Stuntman Mike meets his match, however, when he picks a fight with a car being driven by two women who are also stunt professionals. They’re Zoe (Zoe Bell, a real-life stuntwoman) and Kim (Tracie Thoms), out in the sticks for a film shoot and taking a super-powered old Dodge Charger out for a test drive on their day off. Their actress friend Abernathy (Rosario Dawson) is in the backseat, providing a non-stuntperson’s perspective on the day’s proceedings.

Because it’s a Tarantino film, there must be a lot of sitting around talking, and the dialogue must crackle with pop-cultural references and carefully worded snark. That’s all well and good (though it’s not exactly in keeping with the grindhouse formula), but there’s a snag: These characters aren’t nearly as engaging as the ones in Tarantino’s previous works, and the things they say aren’t nearly as clever as QT wants them to be. A lot of it is boring, frankly.

The film’s justification for its own existence is a marvelously terrifying car chase and a few other choice moments of action. Kurt Russell is hilarious and spooky at Stuntman Mike, too, particularly in the film’s final moments. As disappointed as I am in the overall product, I don’t want to tell you skip it, because then you’d be missing some sections that are pretty fantastic.

The old grindhouse films often had one or two very cool scenes that were obviously the whole reason the film got made at all, with everything else necessary just to pad it out to feature length. “Death Proof” follows that archetype to a T; the problem is, I’m not sure Tarantino was doing it on purpose. I get the feeling he thought everything in the film would be interesting and fun, when in fact much of it feels indeed like padding. What’s more, the old B movies may have been pretty thin, plot-wise, but at least they were short. Seventy or 80 minutes was a typical running time. “Death Proof”? Something like 95 minutes — and that’s with a jump forward accomplished through a “missing reel.”

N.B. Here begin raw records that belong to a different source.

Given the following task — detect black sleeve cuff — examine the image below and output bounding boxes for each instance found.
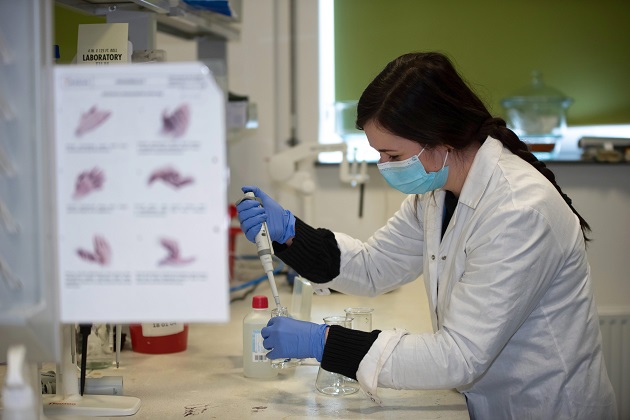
[321,325,381,379]
[273,217,341,283]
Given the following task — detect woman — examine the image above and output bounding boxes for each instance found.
[238,53,617,419]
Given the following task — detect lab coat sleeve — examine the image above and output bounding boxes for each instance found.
[326,195,424,296]
[357,205,564,389]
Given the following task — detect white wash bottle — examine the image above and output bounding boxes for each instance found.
[243,295,278,379]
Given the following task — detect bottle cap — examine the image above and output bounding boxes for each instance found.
[252,295,269,309]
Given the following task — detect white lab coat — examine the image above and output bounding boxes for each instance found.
[327,138,616,420]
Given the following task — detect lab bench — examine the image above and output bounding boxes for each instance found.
[0,279,469,419]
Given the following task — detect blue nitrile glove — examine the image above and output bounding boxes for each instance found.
[260,316,328,362]
[236,186,295,244]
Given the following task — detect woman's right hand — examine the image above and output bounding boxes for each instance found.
[236,186,295,244]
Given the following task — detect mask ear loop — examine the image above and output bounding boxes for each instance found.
[442,149,448,169]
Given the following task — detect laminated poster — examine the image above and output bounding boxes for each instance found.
[55,63,229,323]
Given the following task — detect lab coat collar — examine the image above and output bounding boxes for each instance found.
[459,137,503,209]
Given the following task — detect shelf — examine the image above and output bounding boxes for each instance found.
[55,0,241,41]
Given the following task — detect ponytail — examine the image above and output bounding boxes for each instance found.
[478,118,591,242]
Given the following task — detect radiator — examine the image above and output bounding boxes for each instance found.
[599,308,630,420]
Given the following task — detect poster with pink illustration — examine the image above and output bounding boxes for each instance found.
[54,63,229,323]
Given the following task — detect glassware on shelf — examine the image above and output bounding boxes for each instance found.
[271,306,302,369]
[315,316,359,396]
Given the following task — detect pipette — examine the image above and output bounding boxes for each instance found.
[241,192,281,308]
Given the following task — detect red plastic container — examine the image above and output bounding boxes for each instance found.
[129,324,188,354]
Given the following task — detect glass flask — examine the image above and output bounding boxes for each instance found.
[315,316,359,396]
[271,306,302,369]
[344,308,374,332]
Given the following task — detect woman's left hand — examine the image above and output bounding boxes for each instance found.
[260,316,328,362]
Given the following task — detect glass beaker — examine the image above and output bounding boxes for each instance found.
[315,316,359,396]
[271,306,302,369]
[344,308,374,332]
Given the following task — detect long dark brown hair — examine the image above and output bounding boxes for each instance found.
[356,52,591,241]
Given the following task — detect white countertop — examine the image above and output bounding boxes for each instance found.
[0,277,469,419]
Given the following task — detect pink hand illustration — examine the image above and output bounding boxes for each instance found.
[162,104,190,137]
[75,105,112,137]
[148,166,194,189]
[74,168,105,198]
[158,238,195,265]
[77,235,112,265]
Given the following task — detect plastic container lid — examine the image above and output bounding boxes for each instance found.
[252,295,269,309]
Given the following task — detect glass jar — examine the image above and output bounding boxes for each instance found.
[501,70,573,159]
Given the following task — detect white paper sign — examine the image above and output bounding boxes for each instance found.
[77,23,129,66]
[55,63,229,323]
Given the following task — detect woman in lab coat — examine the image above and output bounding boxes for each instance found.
[238,53,617,420]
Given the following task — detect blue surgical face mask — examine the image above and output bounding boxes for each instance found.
[377,149,448,194]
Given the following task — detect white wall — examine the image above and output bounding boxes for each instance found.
[158,0,630,307]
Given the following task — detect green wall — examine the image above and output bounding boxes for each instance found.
[54,4,106,64]
[335,0,630,125]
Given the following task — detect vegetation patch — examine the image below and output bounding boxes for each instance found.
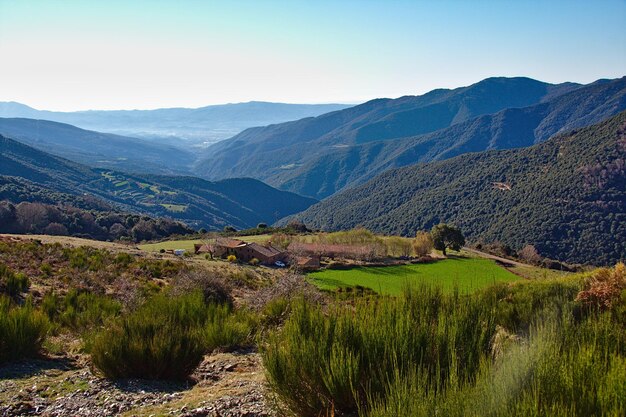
[161,204,189,213]
[307,257,520,295]
[0,294,50,364]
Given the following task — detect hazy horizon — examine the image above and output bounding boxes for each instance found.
[0,0,626,111]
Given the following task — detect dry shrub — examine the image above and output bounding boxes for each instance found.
[248,274,324,311]
[576,262,626,310]
[172,270,233,305]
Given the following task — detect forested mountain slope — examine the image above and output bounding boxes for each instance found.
[196,78,626,198]
[0,135,315,229]
[0,118,194,174]
[295,112,626,264]
[196,77,579,195]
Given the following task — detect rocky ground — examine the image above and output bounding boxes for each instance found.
[0,351,274,417]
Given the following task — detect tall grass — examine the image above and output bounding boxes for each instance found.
[0,296,50,363]
[367,313,626,417]
[89,293,206,379]
[263,280,626,417]
[263,287,495,416]
[41,289,122,333]
[88,291,255,379]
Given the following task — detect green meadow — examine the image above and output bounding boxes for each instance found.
[307,257,521,295]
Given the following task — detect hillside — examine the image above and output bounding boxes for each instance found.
[0,101,350,146]
[0,118,194,174]
[196,78,626,198]
[295,112,626,264]
[0,135,315,229]
[196,78,579,196]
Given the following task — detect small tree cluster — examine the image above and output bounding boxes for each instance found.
[430,223,465,256]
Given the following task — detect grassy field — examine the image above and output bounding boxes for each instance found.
[139,235,271,252]
[308,257,520,295]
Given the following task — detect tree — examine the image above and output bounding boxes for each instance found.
[430,223,465,256]
[517,245,541,265]
[413,231,433,258]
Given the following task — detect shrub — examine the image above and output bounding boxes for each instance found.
[205,304,256,352]
[263,287,495,416]
[0,296,50,363]
[576,262,626,309]
[39,262,52,277]
[0,263,30,297]
[90,292,207,379]
[172,270,233,305]
[41,289,122,333]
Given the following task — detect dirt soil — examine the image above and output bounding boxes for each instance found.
[0,351,275,417]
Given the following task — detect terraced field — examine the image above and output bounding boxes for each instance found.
[307,257,521,295]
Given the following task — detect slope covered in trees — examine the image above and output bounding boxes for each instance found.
[0,135,315,229]
[196,78,626,198]
[196,78,579,196]
[295,112,626,264]
[0,118,194,174]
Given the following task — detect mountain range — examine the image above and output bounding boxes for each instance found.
[0,101,350,147]
[194,77,626,198]
[0,118,194,175]
[294,112,626,265]
[0,135,316,229]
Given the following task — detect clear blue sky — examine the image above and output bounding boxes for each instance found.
[0,0,626,110]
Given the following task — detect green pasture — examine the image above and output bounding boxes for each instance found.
[308,257,520,295]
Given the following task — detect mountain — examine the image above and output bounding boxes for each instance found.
[288,112,626,265]
[0,101,350,146]
[0,135,315,229]
[0,118,194,174]
[196,78,580,197]
[272,77,626,198]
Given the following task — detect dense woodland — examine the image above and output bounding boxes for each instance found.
[295,112,626,264]
[0,135,316,230]
[196,78,626,199]
[0,201,193,242]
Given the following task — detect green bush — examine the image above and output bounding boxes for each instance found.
[205,304,257,352]
[41,289,122,333]
[0,263,30,297]
[90,292,207,379]
[263,287,495,416]
[0,296,50,363]
[367,312,626,417]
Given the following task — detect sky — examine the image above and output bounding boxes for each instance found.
[0,0,626,111]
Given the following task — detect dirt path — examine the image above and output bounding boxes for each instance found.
[0,351,274,417]
[463,248,532,267]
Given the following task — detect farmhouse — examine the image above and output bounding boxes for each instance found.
[294,256,320,271]
[194,238,287,265]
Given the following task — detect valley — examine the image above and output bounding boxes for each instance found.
[0,7,626,417]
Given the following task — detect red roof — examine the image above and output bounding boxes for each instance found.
[215,238,246,249]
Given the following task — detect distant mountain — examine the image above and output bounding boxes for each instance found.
[272,78,626,198]
[0,118,194,174]
[0,135,316,229]
[196,78,580,197]
[295,112,626,265]
[0,101,350,146]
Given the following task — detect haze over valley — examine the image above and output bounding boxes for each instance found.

Something else disappointing: Halfway through the film, Tarantino seems to forget about the grindhouse gimmicks. The picture stops being scratched up, the editing is no longer choppy, the colors look natural again. It becomes a fairly straightforward not-very-good movie, no longer associated with “Grindhouse” in any noticeable way.

If Tarantino wanted his film to evolve in such a way as to somehow comment on the grindhouse experience, or to subvert the slasher genre, that’s fine. But why do it in what was supposed to be a double-feature of straight-ahead homage? He comes off looking like a spoilsport, like he couldn’t forget his reputation long enough to go through with the stunt of making his product look delightfully bad. Rodriguez embraces the concept; Tarantino starts to and then chickens out.

As separate features, I’d give “Planet Terror” a B+ and “Death Proof” a B-. Together, accompanied by the fake trailers (directed by Rob Zombie, Eli Roth, and Edgar Wright, and each one astonishingly accurate and breathlessly funny in its own right), I give the whole experience a grade worthy of two B-movies.

B (3 hrs., 11 min.; R, abundant harsh profanity, abundant graphic violence and gore, brief nudity, some sexuality.)